# Vintage Omega Automatic Geneve Dynamic



## swordfish767 (Feb 22, 2012)

Hi all, just decided to show you my Vintage Omega Automatic Geneve Dynamic.

I done my research, but still can not identify the caliber and the date of manufacture.What do you think about the dial?It looks original.........

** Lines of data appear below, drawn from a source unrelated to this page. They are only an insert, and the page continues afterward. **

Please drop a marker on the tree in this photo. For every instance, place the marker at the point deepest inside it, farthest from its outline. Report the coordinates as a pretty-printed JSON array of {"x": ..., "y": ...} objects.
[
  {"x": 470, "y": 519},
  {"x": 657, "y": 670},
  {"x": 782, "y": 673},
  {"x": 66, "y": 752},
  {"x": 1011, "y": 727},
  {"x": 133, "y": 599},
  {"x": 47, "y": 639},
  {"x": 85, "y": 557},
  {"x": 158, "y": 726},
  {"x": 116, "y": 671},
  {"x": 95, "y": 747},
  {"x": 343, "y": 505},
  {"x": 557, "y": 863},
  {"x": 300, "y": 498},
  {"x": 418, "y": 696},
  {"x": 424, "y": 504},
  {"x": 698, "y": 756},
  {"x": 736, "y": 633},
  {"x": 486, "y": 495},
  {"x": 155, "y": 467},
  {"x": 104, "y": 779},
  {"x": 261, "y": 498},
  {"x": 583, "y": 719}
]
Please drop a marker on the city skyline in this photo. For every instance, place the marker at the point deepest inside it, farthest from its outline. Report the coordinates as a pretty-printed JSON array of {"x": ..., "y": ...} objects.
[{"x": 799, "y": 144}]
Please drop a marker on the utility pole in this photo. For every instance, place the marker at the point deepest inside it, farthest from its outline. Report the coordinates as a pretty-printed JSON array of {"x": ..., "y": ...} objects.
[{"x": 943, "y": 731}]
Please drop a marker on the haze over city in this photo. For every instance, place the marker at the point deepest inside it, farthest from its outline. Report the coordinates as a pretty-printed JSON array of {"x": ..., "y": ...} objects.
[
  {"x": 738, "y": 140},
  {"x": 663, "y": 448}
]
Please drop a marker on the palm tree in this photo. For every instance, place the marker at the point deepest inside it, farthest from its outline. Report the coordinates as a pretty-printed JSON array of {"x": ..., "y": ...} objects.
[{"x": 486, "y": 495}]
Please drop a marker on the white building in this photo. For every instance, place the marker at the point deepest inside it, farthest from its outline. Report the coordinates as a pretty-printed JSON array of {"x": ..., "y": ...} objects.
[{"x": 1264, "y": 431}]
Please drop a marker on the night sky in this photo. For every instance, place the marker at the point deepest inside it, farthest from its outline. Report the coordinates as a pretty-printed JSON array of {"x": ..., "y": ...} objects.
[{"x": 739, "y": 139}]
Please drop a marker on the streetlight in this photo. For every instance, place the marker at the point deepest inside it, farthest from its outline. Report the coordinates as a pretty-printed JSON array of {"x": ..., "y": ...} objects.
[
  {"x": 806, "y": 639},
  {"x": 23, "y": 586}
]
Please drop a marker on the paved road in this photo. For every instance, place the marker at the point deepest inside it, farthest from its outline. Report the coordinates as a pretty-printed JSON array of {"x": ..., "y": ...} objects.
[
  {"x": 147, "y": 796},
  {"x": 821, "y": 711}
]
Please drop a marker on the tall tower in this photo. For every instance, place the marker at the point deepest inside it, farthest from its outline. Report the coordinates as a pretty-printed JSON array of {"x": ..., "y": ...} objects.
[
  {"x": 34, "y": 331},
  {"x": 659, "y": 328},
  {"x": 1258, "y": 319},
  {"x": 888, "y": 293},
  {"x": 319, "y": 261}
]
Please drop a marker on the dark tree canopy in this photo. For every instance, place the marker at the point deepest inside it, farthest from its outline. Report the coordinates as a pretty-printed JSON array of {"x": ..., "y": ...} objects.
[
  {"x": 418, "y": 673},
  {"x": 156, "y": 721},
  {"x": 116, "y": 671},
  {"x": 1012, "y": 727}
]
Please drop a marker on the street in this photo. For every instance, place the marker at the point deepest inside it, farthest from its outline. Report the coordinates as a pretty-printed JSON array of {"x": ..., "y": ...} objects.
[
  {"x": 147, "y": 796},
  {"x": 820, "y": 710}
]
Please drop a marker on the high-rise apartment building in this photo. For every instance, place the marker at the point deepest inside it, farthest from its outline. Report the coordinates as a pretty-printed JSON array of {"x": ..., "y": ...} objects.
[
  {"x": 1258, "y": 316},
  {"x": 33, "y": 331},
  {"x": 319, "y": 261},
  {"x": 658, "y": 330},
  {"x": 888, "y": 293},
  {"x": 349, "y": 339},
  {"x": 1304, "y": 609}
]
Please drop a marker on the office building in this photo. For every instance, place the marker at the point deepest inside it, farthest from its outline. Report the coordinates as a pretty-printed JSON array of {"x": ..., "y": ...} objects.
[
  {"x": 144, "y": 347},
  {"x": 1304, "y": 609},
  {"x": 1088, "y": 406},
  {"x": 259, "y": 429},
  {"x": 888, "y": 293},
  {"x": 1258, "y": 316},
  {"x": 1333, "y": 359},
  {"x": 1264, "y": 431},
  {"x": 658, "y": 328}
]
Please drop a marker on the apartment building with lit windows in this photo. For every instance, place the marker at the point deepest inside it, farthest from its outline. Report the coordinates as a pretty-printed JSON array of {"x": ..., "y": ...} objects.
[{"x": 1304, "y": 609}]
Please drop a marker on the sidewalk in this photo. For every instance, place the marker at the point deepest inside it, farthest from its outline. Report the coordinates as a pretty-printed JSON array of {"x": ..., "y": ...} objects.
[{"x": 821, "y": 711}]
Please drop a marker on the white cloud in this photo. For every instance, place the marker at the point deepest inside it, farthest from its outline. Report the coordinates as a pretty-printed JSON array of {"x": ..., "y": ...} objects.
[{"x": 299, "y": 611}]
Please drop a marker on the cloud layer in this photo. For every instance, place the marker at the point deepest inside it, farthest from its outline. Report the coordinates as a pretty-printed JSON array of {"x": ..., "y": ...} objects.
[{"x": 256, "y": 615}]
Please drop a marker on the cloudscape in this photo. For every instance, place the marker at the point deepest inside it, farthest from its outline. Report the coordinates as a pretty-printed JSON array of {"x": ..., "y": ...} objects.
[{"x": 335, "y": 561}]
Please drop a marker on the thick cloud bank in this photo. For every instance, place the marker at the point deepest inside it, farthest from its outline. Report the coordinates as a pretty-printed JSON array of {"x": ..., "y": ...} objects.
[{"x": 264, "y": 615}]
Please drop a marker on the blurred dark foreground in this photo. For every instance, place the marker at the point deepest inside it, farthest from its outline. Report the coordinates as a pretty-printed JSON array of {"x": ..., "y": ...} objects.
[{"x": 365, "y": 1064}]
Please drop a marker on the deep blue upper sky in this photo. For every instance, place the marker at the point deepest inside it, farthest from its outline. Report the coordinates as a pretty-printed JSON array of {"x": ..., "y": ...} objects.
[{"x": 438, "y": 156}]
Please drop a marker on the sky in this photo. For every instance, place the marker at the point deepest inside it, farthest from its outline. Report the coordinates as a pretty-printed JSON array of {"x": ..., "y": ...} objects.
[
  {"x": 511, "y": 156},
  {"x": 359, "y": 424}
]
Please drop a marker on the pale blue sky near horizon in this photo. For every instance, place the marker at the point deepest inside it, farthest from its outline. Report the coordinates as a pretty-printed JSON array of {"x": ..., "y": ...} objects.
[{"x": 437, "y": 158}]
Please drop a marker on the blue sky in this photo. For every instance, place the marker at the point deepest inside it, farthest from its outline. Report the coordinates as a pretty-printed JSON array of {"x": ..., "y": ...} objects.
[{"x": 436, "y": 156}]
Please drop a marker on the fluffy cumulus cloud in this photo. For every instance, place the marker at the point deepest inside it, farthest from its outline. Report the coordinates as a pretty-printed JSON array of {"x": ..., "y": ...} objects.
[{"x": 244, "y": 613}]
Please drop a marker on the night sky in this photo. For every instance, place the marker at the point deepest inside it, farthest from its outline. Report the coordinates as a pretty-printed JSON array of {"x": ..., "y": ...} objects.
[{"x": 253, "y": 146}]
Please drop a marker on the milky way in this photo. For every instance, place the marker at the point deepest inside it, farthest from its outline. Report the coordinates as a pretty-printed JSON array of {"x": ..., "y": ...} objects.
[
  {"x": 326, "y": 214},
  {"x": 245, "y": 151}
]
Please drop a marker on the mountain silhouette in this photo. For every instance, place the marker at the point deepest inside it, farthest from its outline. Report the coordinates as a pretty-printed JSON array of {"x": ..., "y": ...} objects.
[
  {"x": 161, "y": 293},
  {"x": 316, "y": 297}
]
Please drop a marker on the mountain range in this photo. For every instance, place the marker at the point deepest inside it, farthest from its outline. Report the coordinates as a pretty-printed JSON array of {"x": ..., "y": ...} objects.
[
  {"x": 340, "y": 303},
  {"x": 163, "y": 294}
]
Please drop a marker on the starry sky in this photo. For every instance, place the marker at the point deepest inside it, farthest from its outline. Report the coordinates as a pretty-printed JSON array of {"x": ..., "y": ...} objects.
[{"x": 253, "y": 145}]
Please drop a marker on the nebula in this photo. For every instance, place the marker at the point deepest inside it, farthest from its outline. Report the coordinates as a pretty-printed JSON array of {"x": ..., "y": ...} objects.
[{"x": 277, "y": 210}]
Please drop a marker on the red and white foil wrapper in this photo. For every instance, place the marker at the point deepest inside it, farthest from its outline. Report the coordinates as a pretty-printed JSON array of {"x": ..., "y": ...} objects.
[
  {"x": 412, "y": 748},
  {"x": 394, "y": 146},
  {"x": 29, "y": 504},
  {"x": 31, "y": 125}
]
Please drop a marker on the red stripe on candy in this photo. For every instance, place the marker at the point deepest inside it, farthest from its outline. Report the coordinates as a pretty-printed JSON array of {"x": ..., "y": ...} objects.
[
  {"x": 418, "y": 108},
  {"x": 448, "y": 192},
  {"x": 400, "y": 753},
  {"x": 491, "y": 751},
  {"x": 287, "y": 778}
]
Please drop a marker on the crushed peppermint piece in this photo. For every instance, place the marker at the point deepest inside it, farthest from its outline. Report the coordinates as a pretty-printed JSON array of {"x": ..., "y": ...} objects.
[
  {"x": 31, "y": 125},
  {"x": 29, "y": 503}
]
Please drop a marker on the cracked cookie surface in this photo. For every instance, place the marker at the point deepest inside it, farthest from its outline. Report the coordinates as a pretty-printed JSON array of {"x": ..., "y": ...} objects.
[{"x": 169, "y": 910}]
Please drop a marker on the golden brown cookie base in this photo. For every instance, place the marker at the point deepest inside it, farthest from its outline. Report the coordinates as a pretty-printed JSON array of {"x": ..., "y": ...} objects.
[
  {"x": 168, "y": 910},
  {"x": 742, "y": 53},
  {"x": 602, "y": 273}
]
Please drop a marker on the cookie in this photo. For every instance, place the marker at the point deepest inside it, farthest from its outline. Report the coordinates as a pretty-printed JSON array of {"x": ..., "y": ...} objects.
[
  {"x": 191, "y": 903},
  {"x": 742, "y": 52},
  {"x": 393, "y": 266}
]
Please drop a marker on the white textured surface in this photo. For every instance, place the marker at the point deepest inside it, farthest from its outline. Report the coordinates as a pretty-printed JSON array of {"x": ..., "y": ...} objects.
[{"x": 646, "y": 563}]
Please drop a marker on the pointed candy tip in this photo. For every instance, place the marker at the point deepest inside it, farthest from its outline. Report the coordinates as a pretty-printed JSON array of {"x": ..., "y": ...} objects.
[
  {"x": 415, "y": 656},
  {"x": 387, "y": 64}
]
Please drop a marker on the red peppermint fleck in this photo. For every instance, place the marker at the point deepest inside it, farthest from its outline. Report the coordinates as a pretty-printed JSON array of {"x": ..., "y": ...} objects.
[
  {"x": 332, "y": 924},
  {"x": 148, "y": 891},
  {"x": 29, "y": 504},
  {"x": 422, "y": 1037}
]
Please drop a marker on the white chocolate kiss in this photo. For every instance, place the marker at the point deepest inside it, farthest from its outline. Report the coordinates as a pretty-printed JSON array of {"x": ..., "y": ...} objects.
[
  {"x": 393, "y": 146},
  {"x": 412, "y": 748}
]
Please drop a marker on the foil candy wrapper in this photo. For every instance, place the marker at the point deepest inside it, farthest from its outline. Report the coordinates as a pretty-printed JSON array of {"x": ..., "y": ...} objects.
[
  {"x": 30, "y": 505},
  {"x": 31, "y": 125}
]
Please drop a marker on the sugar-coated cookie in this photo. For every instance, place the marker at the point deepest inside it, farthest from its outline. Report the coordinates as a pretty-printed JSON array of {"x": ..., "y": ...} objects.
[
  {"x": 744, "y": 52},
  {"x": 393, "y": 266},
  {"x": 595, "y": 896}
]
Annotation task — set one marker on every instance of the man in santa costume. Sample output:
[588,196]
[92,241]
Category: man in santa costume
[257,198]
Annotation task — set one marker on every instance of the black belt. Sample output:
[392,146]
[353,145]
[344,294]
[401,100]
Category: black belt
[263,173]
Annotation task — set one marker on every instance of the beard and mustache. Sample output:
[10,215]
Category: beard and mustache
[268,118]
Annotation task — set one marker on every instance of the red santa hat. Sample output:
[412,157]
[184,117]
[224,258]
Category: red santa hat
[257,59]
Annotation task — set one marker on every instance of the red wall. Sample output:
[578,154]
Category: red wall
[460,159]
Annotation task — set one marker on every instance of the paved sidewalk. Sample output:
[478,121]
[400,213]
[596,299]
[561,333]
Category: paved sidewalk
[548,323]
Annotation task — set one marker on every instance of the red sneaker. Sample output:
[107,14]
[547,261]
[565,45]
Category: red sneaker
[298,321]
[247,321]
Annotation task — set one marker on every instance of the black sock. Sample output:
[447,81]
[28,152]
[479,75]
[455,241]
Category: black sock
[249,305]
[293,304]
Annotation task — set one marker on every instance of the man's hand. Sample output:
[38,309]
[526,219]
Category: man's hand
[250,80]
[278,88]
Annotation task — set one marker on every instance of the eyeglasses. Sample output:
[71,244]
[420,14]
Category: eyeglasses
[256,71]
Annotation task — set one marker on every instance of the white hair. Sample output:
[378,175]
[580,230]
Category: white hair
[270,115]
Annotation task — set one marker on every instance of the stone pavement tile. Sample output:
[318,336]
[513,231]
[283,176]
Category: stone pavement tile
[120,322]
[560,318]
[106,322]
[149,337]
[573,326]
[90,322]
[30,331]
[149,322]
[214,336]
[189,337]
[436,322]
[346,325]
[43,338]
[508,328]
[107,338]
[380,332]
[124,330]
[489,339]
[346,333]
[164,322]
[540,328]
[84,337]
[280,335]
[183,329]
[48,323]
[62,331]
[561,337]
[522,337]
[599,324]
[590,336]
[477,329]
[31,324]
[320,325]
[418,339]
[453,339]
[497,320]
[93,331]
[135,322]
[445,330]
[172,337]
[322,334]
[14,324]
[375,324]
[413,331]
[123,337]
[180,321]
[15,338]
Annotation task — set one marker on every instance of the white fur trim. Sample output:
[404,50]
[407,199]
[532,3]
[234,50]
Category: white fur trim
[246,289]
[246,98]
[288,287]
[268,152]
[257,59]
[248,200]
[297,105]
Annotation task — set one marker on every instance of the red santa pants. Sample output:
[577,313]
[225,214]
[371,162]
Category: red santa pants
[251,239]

I will appreciate your replies and comments.


----------



## zoki (Jan 9, 2012)

are these the same

Calibre Omega 1481

http://www.chrono24.com/de/search/index.htm?query=Omega+Automatic+Geneve+Dynamic&suchen=Suchen&dosearch=true&searchexplain=1&resultview=list

http://www.chrono24.com/de/omega/geneve-dynamic-automatic-raro-placcato-oro-braccialato--id1712935.htm

hope this helps


----------



## Roamer Man (May 25, 2011)

Date-wise, I remember lusting after one of these in 1968 (or maybe it was the girl wearing it?).


----------



## swordfish767 (Feb 22, 2012)

zoki said:


> are these the same
> 
> Calibre Omega 1481
> 
> ...


It is the same watch

Thank you


----------



## zoki (Jan 9, 2012)

glad to help


----------



## andyclient (Aug 1, 2009)

To be a 100% certain on date and calibre you need to take the movement out on Dynamics, which after removing the crystal and splitting the stem comes out the front you can then get the calibre number the serial no which will enable you to acurately date it and also enable you to get the case no which is very useful if ordering parts like a new crystal etc

cheers

Andy


----------



## swordfish767 (Feb 22, 2012)

andyclient said:


> To be a 100% certain on date and calibre you need to take the movement out on Dynamics, which after removing the crystal and splitting the stem comes out the front you can then get the calibre number the serial no which will enable you to acurately date it and also enable you to get the case no which is very useful if ordering parts like a new crystal etc
> 
> cheers
> 
> Andy


I am afraid of cracking the crystal and prefer to not open it.At the moment is in excellent condition and keeps good time.

Cheers


----------



## gaz64 (May 5, 2009)

swordfish767 said:


> andyclient said:
> 
> 
> > To be a 100% certain on date and calibre you need to take the movement out on Dynamics, which after removing the crystal and splitting the stem comes out the front you can then get the calibre number the serial no which will enable you to acurately date it and also enable you to get the case no which is very useful if ordering parts like a new crystal etc
> ...


Get all those details when you next get it serviced ... Oh and avoid front loaders


----------